Source TypeDescription
githubOAuth app integration with GitHub
gitlabOAuth app integration with GitLab
giteaOAuth app integration with Gitea
bitbucketOAuth app integration with Bitbucket
gitRaw Git URL with optional SSH key authentication
dockerPre-built image from Docker Hub or a private registry
dropZIP archive uploaded directly through the dashboard

Environment Variables

Open the Environment tab on any application to manage runtime environment variables. Variables are stored securely and injected into the container at runtime.
# Example environment variables
DATABASE_URL=postgres://user:pass@db:5432/mydb
NODE_ENV=production
PORT=3000
SECRET_KEY=supersecret
You can also set Preview Environment variables separately — these are injected only into preview deployment containers, letting you point preview builds at a staging database while production uses a different connection string.

Deployment Options

When Auto Deploy is enabled (the default for Git-backed sources), Dokploy registers a webhook with your Git provider.
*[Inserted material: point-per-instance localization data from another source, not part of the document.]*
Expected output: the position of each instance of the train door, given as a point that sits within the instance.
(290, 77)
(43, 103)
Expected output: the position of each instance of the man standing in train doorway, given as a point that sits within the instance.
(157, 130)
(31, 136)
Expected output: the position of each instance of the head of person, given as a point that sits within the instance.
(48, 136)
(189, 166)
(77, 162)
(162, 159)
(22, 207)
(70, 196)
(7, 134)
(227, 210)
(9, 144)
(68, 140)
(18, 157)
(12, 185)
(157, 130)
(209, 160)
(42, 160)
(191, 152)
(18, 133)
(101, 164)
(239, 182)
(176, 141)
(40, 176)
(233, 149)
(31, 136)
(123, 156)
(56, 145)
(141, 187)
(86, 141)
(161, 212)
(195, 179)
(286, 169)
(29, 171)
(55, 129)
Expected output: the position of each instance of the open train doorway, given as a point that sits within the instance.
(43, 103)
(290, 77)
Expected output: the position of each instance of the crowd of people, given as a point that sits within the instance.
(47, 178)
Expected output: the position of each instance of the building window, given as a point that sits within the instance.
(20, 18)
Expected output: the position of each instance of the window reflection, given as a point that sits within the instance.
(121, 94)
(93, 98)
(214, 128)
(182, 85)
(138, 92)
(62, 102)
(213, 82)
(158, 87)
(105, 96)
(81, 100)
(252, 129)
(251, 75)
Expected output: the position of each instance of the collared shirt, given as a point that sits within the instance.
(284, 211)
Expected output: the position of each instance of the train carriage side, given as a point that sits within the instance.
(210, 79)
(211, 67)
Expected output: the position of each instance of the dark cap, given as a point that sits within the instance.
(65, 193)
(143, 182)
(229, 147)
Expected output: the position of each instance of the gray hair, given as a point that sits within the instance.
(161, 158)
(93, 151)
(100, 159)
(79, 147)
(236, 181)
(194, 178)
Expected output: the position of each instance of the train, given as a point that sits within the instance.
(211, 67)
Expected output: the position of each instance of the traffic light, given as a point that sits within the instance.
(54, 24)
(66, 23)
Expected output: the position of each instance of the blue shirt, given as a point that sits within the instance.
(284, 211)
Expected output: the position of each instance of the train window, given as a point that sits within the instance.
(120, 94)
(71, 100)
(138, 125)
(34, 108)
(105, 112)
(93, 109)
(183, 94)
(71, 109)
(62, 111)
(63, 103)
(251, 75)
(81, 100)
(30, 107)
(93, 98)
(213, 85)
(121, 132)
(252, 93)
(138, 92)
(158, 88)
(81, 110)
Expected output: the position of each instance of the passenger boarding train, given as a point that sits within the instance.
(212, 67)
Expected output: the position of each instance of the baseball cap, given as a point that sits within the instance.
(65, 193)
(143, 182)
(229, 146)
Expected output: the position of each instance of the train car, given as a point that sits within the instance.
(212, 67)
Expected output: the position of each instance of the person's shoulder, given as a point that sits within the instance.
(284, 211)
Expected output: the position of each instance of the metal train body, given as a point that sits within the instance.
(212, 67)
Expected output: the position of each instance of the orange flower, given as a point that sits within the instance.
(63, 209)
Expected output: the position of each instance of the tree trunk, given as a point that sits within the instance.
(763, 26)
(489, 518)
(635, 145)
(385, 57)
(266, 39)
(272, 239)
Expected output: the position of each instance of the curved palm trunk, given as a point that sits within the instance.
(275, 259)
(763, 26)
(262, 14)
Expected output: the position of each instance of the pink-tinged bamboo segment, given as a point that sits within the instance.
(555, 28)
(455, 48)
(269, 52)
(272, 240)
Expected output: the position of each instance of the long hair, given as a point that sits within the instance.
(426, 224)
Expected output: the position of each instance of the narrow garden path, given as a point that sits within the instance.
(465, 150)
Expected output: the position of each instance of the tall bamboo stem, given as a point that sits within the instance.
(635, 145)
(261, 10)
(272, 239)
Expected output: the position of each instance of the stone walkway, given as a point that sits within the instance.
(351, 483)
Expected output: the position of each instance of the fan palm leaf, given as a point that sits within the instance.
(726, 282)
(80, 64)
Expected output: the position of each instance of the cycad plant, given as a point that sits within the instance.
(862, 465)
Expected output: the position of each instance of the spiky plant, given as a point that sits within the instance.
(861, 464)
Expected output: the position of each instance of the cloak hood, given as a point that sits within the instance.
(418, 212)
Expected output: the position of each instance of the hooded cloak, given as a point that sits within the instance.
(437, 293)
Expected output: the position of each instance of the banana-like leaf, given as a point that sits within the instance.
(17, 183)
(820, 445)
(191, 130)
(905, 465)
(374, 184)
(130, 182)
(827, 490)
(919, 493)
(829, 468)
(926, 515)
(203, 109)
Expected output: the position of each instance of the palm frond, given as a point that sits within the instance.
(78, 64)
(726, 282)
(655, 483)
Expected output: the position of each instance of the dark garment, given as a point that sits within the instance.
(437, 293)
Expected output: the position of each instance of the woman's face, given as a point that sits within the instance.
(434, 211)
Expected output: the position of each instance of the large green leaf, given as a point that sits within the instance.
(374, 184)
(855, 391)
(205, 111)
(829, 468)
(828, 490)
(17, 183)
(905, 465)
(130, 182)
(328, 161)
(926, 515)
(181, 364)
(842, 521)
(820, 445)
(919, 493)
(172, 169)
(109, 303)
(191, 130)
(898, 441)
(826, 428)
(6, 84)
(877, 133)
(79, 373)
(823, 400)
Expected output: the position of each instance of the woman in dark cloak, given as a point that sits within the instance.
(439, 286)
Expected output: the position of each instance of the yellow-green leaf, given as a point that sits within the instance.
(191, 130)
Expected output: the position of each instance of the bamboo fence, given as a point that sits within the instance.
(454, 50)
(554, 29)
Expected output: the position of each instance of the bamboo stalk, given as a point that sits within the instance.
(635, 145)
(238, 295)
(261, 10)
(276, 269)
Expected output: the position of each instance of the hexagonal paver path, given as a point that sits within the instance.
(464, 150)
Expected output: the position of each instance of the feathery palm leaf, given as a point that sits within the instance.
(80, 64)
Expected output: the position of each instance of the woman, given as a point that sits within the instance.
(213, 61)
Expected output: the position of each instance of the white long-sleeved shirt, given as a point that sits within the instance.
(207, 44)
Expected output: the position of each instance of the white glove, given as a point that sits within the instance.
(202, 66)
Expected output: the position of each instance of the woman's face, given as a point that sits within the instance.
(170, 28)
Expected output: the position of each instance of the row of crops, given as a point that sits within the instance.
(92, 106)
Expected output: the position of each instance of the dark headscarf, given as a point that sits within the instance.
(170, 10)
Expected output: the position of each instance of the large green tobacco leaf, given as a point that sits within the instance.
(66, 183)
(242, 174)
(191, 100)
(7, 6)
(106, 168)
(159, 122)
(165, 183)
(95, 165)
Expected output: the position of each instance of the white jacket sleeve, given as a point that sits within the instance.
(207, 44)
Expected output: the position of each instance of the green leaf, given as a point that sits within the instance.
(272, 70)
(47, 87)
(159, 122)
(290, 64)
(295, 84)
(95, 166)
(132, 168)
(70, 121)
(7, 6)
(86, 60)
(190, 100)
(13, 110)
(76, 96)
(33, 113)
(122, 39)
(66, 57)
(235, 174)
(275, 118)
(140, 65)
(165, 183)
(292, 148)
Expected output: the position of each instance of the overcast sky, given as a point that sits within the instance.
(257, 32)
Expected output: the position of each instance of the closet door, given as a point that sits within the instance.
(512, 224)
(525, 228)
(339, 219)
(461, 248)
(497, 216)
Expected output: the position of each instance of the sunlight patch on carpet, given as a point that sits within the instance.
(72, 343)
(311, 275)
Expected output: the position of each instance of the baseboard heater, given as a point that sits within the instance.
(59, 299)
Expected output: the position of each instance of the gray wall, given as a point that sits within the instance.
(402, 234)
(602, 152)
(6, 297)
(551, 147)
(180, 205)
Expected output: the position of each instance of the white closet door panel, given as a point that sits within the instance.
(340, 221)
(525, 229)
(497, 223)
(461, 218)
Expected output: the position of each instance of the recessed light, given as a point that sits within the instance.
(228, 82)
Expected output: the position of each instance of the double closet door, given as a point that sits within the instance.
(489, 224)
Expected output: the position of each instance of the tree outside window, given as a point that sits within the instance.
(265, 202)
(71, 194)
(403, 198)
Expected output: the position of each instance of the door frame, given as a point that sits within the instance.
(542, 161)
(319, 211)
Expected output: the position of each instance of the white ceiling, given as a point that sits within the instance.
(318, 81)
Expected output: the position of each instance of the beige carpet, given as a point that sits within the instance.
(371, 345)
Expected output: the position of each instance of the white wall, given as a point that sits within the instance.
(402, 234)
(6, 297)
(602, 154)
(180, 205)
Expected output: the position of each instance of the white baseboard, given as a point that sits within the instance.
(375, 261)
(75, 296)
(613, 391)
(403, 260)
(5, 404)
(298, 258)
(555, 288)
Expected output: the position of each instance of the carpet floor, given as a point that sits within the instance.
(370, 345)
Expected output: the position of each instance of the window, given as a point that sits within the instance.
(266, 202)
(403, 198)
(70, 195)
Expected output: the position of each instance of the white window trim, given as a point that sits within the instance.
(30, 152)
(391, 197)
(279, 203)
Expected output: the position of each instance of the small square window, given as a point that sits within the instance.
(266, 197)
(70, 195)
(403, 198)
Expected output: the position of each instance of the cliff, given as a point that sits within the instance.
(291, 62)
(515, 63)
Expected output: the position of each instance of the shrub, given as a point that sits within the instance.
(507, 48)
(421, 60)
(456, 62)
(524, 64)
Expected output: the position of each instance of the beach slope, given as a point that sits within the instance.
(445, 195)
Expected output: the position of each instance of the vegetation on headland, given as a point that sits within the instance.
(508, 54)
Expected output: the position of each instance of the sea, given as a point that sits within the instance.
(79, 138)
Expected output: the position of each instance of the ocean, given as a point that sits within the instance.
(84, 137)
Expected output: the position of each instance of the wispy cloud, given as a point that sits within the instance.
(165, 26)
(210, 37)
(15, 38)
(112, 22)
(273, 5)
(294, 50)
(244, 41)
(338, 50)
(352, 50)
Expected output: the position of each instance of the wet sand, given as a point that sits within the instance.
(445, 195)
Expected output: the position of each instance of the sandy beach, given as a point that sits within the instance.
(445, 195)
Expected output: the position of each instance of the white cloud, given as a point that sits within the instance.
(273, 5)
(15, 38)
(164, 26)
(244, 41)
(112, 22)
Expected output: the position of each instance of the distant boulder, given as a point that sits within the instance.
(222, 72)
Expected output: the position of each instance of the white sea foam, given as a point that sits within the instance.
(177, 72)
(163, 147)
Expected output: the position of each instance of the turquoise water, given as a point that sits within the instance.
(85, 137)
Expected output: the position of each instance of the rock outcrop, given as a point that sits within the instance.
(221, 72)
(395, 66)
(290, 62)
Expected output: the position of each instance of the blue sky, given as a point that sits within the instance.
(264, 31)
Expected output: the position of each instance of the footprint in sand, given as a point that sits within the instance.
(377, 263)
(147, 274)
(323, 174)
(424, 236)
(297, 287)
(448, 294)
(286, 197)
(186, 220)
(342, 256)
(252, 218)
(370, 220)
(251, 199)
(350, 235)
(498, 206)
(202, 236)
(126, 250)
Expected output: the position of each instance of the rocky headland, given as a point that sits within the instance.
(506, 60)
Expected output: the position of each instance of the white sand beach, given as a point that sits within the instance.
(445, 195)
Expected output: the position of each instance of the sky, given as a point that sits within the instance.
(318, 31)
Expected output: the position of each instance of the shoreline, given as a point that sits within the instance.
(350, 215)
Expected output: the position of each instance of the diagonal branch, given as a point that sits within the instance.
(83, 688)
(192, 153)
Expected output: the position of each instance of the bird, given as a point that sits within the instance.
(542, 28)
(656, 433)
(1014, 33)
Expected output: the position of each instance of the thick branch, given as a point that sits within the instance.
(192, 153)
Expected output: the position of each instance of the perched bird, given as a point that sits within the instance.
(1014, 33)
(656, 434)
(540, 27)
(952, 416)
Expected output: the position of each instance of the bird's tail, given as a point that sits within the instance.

Every push to the tracked branch triggers a new deployment automatically.The triggerType field controls whether deploys fire on push events or tag events.

Preview Deployments

Preview deployments create a temporary, isolated environment for each open pull request. When a PR is opened against your tracked branch, Dokploy builds and deploys it to its own subdomain so you can review changes before merging.
  • Enable preview deployments on the General tab with the Preview Deployments toggle.
  • Configure a Preview Wildcard domain (e.g. *.preview.example.com) and a Preview Port.
  • Set a Preview Limit to cap the number of concurrent preview environments.
  • Preview environments inherit the application’s environment variables but can be overridden via Preview Env variables.
  • You can require Collaborator Permissions before a preview deployment is triggered, preventing untrusted forks from abusing compute.
Preview deployments are tied to pull request lifecycle events. They are automatically cleaned up when a PR is closed or merged.

Rollbacks

Dokploy stores rollback snapshots alongside each successful deployment. When Rollback is active, every successful deploy saves the full application context (image, mounts, ports, configuration) so you can revert instantly. To roll back:
  1. Open the application and navigate to the Deployments tab.
  2. Find the deployment you want to restore.
  3. Click the Rollback button next to that entry.
Dokploy replaces the running container with the saved image and configuration without rebuilding.

Scaling

Scale horizontally by increasing the Replicas count. Docker Swarm mode distributes the replicas across available nodes. Resource limits can also be set per application:
FieldDescription
ReplicasNumber of container instances to run (default: 1)
Memory ReservationSoft memory limit (e.g. 256m)
Memory LimitHard memory limit — container is OOM-killed if exceeded
CPU ReservationGuaranteed CPU share (e.g. 0.25)
CPU LimitMaximum CPU share (e.g. 1.0)

Port Configuration

By default Dokploy routes HTTP traffic through Traefik using the domain configuration. If your application also needs to bind a specific port, open the Ports tab to expose container ports:
  • Published Port — the host port that maps to the container.
  • Target Port — the port your application listens on inside the container.
  • Protocoltcp or udp.
Exposing ports directly on the host bypasses Traefik and opens the port to the network. Only expose ports you intend to be publicly accessible, and always protect sensitive ports with firewall rules.